Pipeline (Snakemake) - EXIOBASE/docs GitHub Wiki

Pipeline (Snakemake)

Background

We're using snakemake to automate the actual pipeline. Snakemake builds a directed acyclic graph (DAG) based on the input-output files specified in the rule set.

Generally, the Snakemake stuff is extrodinarily fragile. It has to be pretty much perfect to run.

Interfacing with our Code

There are several ways to have Snakemake interface with our Python code including but not limited to:

using shell invocation (not a good choice);
using the run syntax; and,
using the script syntax.

The shell syntax is intended for running shell scripts, etc, and although it could be used it's by far the least favourable option.

The run syntax executes Python code, including possibly import of other modules, directly in the Snakemake context. This is arguably the easiest method but it imposes certain limitations, which could cause problems.

The script syntax executes other Python scripts and supplies the list of input files, list of output files, and parameters as objects within these scripts. Behind the scenes, Snakemake actually serialises these and then transparently deseralises for the scripts. However, since functions or objects are not being interacted with directly, there has to be some extra interface code to handle this communication.

Our main choice is to use the script syntax for reasons that are explained below.

Interfacing with datamanager, macrodb, etc.

There is code in datamanager's exec_control/external.py, which will construct an ExtArgs object from the provided Snakemake parameters. This needs to be in a specific format. See the ExtArgs section in the datamanager page.

There are some technical details about how Snakemake interacts with other code when using script: though.

Snakemake's `snakemake` Object

When using script:, as we do, Snakemake will serialize input:, output:, params:, and log: for the rule in question. It'll deserialize these within the context of your Python module by creating an InputFiles, OutputFiles, Params, and Log object, respectively. These are defined in snakemake.io and are all essentially just a snakemake.io.Namedlist.

Snakemake's Namedlist is descended from Python's list, seemingly as an attempt to add name->value features, which otherwise would be known as a dictionary. It's not particularly good; you'll encounter a few problems unless you're consistent both on the Snakemake and script side. To handle this, we assume that input and output files are just lists.

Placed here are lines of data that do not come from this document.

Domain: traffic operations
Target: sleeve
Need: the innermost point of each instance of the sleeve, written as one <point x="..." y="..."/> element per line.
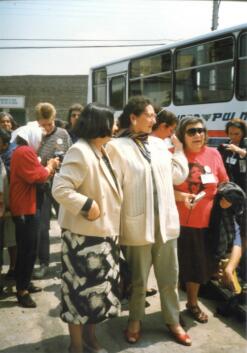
<point x="116" y="161"/>
<point x="30" y="169"/>
<point x="180" y="168"/>
<point x="237" y="239"/>
<point x="221" y="171"/>
<point x="70" y="177"/>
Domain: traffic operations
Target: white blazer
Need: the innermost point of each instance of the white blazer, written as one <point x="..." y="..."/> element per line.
<point x="136" y="177"/>
<point x="84" y="174"/>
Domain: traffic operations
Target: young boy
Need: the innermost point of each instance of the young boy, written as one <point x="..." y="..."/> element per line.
<point x="229" y="204"/>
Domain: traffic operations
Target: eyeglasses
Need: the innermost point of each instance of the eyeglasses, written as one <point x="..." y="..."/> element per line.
<point x="75" y="115"/>
<point x="193" y="131"/>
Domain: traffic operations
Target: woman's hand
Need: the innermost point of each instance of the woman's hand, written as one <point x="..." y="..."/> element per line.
<point x="185" y="197"/>
<point x="52" y="165"/>
<point x="233" y="148"/>
<point x="94" y="212"/>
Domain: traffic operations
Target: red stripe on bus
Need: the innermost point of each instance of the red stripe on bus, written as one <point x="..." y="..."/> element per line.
<point x="217" y="133"/>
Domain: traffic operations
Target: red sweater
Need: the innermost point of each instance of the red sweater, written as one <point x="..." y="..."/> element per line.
<point x="25" y="172"/>
<point x="207" y="160"/>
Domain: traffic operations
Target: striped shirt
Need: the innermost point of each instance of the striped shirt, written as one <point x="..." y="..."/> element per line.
<point x="59" y="140"/>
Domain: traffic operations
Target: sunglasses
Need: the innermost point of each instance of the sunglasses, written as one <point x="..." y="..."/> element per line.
<point x="193" y="131"/>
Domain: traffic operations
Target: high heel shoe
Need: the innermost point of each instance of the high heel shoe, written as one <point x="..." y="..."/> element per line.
<point x="132" y="337"/>
<point x="91" y="349"/>
<point x="182" y="338"/>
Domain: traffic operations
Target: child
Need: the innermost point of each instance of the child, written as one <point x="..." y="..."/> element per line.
<point x="226" y="240"/>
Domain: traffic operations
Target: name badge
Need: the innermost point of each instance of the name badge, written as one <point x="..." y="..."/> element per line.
<point x="208" y="178"/>
<point x="242" y="165"/>
<point x="231" y="160"/>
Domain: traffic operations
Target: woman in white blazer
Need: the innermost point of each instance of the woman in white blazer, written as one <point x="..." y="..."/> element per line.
<point x="149" y="217"/>
<point x="90" y="199"/>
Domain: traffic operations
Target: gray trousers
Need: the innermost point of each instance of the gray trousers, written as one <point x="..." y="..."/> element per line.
<point x="164" y="259"/>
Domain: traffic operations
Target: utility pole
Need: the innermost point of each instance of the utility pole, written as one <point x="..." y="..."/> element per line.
<point x="215" y="17"/>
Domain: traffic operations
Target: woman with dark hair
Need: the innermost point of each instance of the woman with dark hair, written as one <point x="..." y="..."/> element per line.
<point x="7" y="122"/>
<point x="149" y="218"/>
<point x="73" y="115"/>
<point x="90" y="199"/>
<point x="235" y="151"/>
<point x="207" y="171"/>
<point x="165" y="126"/>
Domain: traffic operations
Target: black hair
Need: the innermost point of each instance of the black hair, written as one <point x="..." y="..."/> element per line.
<point x="189" y="120"/>
<point x="165" y="116"/>
<point x="238" y="123"/>
<point x="14" y="123"/>
<point x="60" y="123"/>
<point x="136" y="105"/>
<point x="74" y="107"/>
<point x="20" y="141"/>
<point x="96" y="120"/>
<point x="5" y="136"/>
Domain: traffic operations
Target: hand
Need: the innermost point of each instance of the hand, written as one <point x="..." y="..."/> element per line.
<point x="226" y="278"/>
<point x="94" y="212"/>
<point x="54" y="163"/>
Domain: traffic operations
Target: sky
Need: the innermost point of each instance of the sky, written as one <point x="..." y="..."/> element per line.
<point x="101" y="24"/>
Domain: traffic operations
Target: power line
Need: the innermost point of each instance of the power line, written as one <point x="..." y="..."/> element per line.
<point x="84" y="40"/>
<point x="84" y="46"/>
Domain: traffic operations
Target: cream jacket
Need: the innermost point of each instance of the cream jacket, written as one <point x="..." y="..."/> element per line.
<point x="135" y="176"/>
<point x="84" y="174"/>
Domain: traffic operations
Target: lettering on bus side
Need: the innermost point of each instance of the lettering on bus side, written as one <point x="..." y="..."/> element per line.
<point x="216" y="116"/>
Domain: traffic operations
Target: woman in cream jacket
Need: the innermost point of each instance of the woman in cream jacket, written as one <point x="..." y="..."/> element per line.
<point x="149" y="217"/>
<point x="90" y="199"/>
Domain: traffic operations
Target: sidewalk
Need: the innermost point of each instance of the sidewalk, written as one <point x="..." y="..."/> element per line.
<point x="40" y="330"/>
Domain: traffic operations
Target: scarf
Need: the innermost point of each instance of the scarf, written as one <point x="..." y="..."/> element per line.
<point x="141" y="140"/>
<point x="31" y="133"/>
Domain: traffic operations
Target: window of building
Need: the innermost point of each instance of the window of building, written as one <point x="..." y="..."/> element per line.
<point x="99" y="86"/>
<point x="118" y="92"/>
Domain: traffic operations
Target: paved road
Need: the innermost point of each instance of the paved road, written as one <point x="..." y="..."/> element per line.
<point x="41" y="330"/>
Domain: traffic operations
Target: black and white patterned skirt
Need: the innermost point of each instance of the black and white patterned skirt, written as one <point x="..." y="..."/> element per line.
<point x="90" y="278"/>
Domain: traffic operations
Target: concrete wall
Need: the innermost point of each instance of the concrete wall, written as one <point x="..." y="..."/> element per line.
<point x="61" y="91"/>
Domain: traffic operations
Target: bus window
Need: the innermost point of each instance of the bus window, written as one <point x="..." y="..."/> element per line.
<point x="99" y="86"/>
<point x="117" y="92"/>
<point x="242" y="68"/>
<point x="204" y="72"/>
<point x="151" y="77"/>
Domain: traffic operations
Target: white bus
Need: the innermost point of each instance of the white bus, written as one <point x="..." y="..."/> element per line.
<point x="205" y="75"/>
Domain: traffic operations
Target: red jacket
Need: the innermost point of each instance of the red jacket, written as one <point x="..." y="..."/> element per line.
<point x="25" y="172"/>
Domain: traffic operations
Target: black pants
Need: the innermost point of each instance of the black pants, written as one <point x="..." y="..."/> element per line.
<point x="26" y="240"/>
<point x="1" y="242"/>
<point x="43" y="245"/>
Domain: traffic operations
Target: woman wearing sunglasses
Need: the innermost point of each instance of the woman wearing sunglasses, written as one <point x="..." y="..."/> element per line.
<point x="196" y="264"/>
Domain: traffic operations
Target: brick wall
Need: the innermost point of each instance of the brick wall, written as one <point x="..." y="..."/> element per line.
<point x="61" y="91"/>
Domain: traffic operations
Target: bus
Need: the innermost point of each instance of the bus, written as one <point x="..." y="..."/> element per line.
<point x="204" y="76"/>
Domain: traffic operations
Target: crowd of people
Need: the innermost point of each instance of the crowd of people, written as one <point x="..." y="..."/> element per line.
<point x="147" y="190"/>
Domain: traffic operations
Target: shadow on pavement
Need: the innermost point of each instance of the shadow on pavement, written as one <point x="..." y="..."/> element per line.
<point x="57" y="344"/>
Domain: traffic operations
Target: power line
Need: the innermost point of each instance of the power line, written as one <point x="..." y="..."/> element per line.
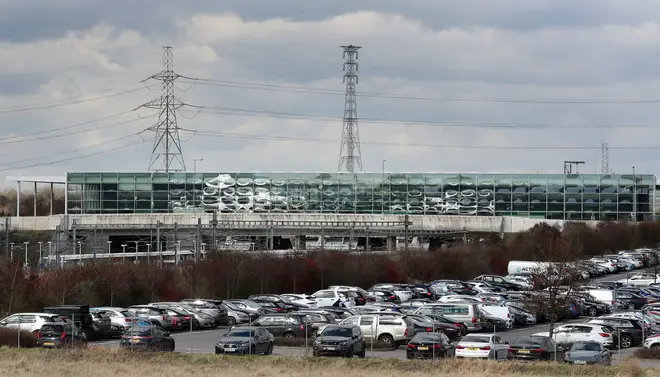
<point x="68" y="101"/>
<point x="74" y="158"/>
<point x="324" y="91"/>
<point x="68" y="151"/>
<point x="408" y="122"/>
<point x="412" y="145"/>
<point x="41" y="132"/>
<point x="112" y="125"/>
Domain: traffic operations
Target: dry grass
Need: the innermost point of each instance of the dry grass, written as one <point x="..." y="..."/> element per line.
<point x="100" y="362"/>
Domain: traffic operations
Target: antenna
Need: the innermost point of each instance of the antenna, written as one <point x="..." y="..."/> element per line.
<point x="605" y="158"/>
<point x="568" y="166"/>
<point x="167" y="144"/>
<point x="350" y="155"/>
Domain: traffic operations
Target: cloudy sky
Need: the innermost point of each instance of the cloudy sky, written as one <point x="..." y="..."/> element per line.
<point x="470" y="86"/>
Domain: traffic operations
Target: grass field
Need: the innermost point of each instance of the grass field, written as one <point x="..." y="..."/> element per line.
<point x="110" y="363"/>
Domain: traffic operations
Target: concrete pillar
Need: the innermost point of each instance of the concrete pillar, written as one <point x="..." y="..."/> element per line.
<point x="391" y="243"/>
<point x="300" y="243"/>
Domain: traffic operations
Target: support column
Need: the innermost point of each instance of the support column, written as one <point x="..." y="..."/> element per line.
<point x="391" y="243"/>
<point x="300" y="242"/>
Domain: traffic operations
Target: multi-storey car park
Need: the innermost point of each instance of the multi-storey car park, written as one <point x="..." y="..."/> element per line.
<point x="184" y="212"/>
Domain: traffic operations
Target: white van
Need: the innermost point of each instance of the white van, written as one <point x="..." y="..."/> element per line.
<point x="603" y="295"/>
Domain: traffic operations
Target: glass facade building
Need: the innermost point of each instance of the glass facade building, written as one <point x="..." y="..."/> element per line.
<point x="550" y="196"/>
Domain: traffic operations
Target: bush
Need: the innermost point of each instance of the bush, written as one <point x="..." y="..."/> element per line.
<point x="9" y="338"/>
<point x="649" y="354"/>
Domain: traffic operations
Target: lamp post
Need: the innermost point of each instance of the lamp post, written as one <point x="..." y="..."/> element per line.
<point x="50" y="250"/>
<point x="194" y="174"/>
<point x="41" y="247"/>
<point x="382" y="203"/>
<point x="176" y="253"/>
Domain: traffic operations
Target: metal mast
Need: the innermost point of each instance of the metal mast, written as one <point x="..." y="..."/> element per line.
<point x="605" y="158"/>
<point x="350" y="155"/>
<point x="167" y="144"/>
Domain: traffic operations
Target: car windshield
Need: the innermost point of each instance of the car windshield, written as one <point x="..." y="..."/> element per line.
<point x="528" y="340"/>
<point x="138" y="331"/>
<point x="475" y="339"/>
<point x="240" y="334"/>
<point x="338" y="332"/>
<point x="586" y="346"/>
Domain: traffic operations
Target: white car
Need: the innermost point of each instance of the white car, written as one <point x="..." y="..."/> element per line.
<point x="641" y="280"/>
<point x="581" y="332"/>
<point x="31" y="322"/>
<point x="306" y="300"/>
<point x="482" y="346"/>
<point x="328" y="297"/>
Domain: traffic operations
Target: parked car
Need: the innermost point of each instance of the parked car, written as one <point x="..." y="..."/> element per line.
<point x="147" y="338"/>
<point x="60" y="335"/>
<point x="483" y="346"/>
<point x="246" y="340"/>
<point x="535" y="348"/>
<point x="583" y="353"/>
<point x="430" y="346"/>
<point x="340" y="340"/>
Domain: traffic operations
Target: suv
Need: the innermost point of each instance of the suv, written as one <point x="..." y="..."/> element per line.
<point x="390" y="329"/>
<point x="31" y="322"/>
<point x="345" y="341"/>
<point x="158" y="316"/>
<point x="286" y="325"/>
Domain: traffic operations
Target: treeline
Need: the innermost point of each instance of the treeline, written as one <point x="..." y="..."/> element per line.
<point x="8" y="202"/>
<point x="236" y="274"/>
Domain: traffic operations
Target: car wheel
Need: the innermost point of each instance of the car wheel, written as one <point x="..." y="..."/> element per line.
<point x="626" y="341"/>
<point x="387" y="339"/>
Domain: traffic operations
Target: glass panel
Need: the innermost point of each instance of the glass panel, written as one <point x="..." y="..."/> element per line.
<point x="366" y="200"/>
<point x="92" y="177"/>
<point x="433" y="197"/>
<point x="416" y="193"/>
<point x="75" y="178"/>
<point x="503" y="195"/>
<point x="346" y="187"/>
<point x="485" y="194"/>
<point x="109" y="177"/>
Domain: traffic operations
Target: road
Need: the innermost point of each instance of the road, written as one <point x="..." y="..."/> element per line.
<point x="203" y="342"/>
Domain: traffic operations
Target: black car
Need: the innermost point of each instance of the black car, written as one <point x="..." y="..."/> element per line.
<point x="282" y="301"/>
<point x="245" y="341"/>
<point x="340" y="340"/>
<point x="430" y="346"/>
<point x="535" y="348"/>
<point x="60" y="335"/>
<point x="288" y="325"/>
<point x="147" y="338"/>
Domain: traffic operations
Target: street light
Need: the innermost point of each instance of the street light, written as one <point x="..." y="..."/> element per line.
<point x="41" y="245"/>
<point x="26" y="243"/>
<point x="50" y="249"/>
<point x="382" y="203"/>
<point x="194" y="174"/>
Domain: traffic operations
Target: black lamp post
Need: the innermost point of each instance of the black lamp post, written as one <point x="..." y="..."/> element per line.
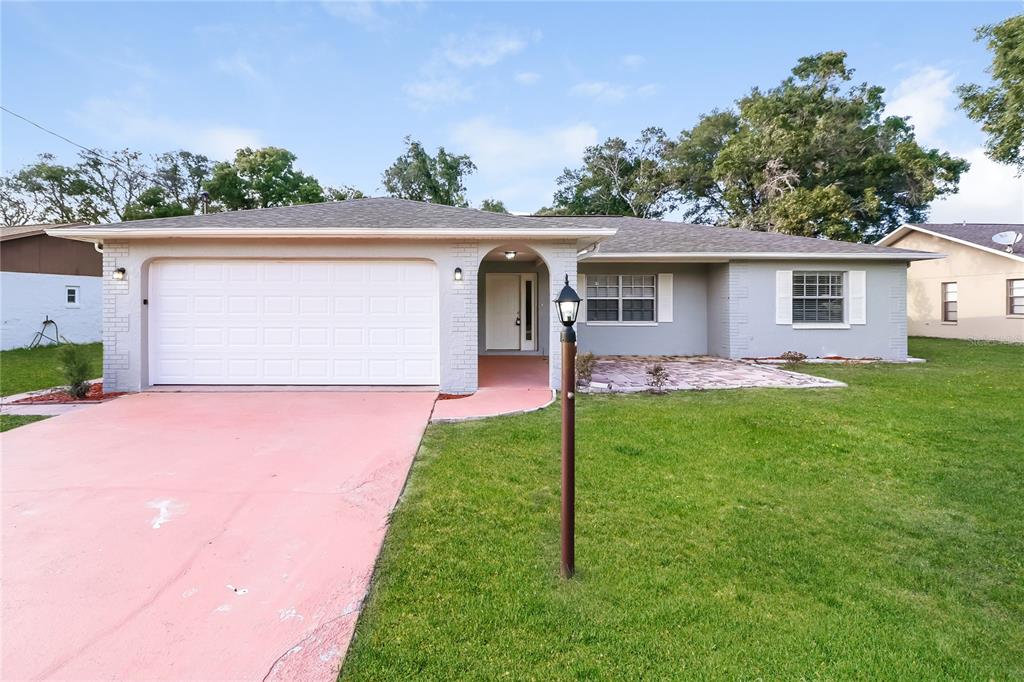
<point x="568" y="307"/>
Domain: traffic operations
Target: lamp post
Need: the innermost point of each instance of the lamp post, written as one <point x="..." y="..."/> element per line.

We assume that log and params are using a name->value arrangement: we specify a stdout and stderr for log; params are naturally name->value.

For the params, the main fields are best extracted manually. These correspond directly with ExtArgs, or at least should do. The command_str and query_str can actually be specified as a dictionary and the script will see them as a dictionary. This makes it much easier to instantiate ExtArgsCommandStr and ExtArgsQueryStr.

Snakemake `log` Field

The log: field in the rule specification only supplies your script with the log filename(s). It doesn't actually do any logging yourself. In datamanager and macrodb, we redirect stdout and stderr to snakemake.log['stdout'] and snakemake.log['stderr], which are defined in the corresponding Snakemake rule. There is also the main datamanager logs handled via loguru.

Conda Environments and Snakemake

Snakemake allows specification of a conda environment for each rule. This cannot be used with the run and shell syntax, only the script syntax. There are also two flavours for this: either specifying an existing conda environment, or have Snakemake spin-up an environment automatically based on a YAML file.

This may appear to be unnecessary complexity. However, the software used along the pipeline is quite diverse and includes optimisation software. The current version of EXIOBASE also uses Matlab (although it's not clear if it'll be required in this new version). This could quite easily present a challenge if the different software requires different conda environments, e.g. Matlab has specific requirements depending on version. So it makes some practical sense to keep the option of being able to specify rule-specific environments. Also, already the datamanager environment is different from the Snakemake environment, and keeping minimal specifications lessens the potential for problems in package dependency resolution in conda.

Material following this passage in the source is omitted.